Note If your workspace was enabled for Unity Catalog automatically, this guide does not apply to you. See this guide instead.
Note Except for metastore, metastore assignment and storage credential objects, Unity Catalog APIs are accessible via workspace-level APIs. This design may change in the future.
Databricks Unity Catalog brings fine-grained governance and security to Lakehouse data using a familiar, open interface. You can use Terraform to deploy the underlying cloud resources and Unity Catalog objects automatically, using a programmatic approach.
This guide creates a metastore without a storage root location or credential to maintain strict separation of storage across catalogs or environments.
This guide uses the following variables in configurations:
databricks_resource_id
: The Azure resource ID for the Databricks workspace where Unity Catalog will be deployed. It should be of the format /subscriptions/00000000-0000-0000-0000-000000000000/resourceGroups/group1/providers/Microsoft.Databricks/workspaces/workspace1
. To find the resource ID, navigate to your Databricks workspace in the Azure portal, select the JSON View link on the Overview page.This guide is provided as-is and you can use this guide as the basis for your custom Terraform module.

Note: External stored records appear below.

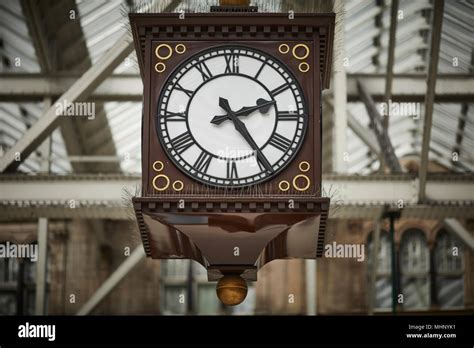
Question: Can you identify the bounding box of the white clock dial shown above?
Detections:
[156,46,308,187]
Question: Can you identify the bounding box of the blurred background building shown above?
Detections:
[0,0,474,315]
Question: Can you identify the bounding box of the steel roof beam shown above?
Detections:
[418,0,444,202]
[0,34,133,172]
[357,82,402,173]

To get started with Unity Catalog, this guide takes you through the following high-level steps:
Initialize the 3 providers to set up the required resources. See Databricks provider authentication, Azure AD provider authentication and Azure provider authentication for more details.
Define the required variables, and calculate the local values
variable "databricks_resource_id" {
description = "The Azure resource ID for the databricks workspace deployment."
}
locals {
resource_regex = "(?i)subscriptions/(.+)/resourceGroups/(.+)/providers/Microsoft.Databricks/workspaces/(.+)"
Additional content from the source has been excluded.